At last the bus hissed to a stop on High Street. “That’s the boys’ home there,” the driver said, pointing to a large, old wooden house with a veranda on the front and a circular driveway.
David climbed down from the bus, lugging the leather suitcase with him. Bruce trailed behind. The bus pulled away from the curb, leaving the two boys in a belch of oily smoke.
“There’s always something going on here. It’s never boring. That’s what Wocky reckons,” David encouraged Bruce as they began to trudge up the gravel driveway.
As the boys approached the house, a heavyset, fearsome-looking woman who had short-cropped hair and was wearing an apron stepped onto the veranda. “And who might you two be?” she asked, with her hands on her hips.
“I’m David Williams, and this is my brother Bruce,” David sputtered, unsure of the woman. Wocky had never told him that there was such a scary person at the boys’ home.
“Ah, the Williams boys. We’ve been expecting you. I’m Miss Menzies, the matron of the home. Now come along inside.”
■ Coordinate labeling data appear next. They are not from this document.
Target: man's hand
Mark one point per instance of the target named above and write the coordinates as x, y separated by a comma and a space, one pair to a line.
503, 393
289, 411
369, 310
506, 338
David climbed the steps to the veranda and followed Miss Menzies inside, with Bruce close behind. The two boys soon found themselves standing in a long corridor with high ceilings that ran the length of the house, from which various doors opened to several rooms. The floor was so highly polished that David could see his reflection in it. An aroma wafted in through a side door. David sniffed deeply. Smells like stew, he told himself. Stew and mashed potatoes. This place won’t be so bad after all.
Miss Menzies escorted the two boys to a nearby room. Neatly made bunk beds lined the walls. “This will be your room, Bruce,” she said. “You stay here while I show your brother to his room.”
David followed Miss Menzies on down the corridor, peering into doorways as he went. Each room had one purpose: one room was filled with concrete bathtubs, another with rows of toilets, and a third with only washbasins. David smiled to himself; cleanliness seemed to be important around here. Finally, at the rear of the house, Miss Menzies turned left into a large room with ten metal beds.
“This is where the older boys sleep,” Miss Menzies said. “You can have that bed there.” She pointed to a bed with two folded grey woolen blankets and a pillow stacked at the end. “Make your bed, put your things away in that locker, and then you can have a look around the place. The dinner bell rings at six o’clock. Don’t be late. We do not accept tardiness here. Understand?”
“Yes,” David said sheepishly as Miss Menzies turned and marched out of the room.
David pulled the blankets up over the hard kapok mattress and arranged the pillow, thinking about the day’s turn of events. He wasn’t sure whether he was lucky or unlucky to be at the boys’ home. Yes, he was no longer around the volatile situation at home in Moera, but although Miss Menzies had been polite to him and Bruce, David could already tell that she was going to be a hard taskmaster.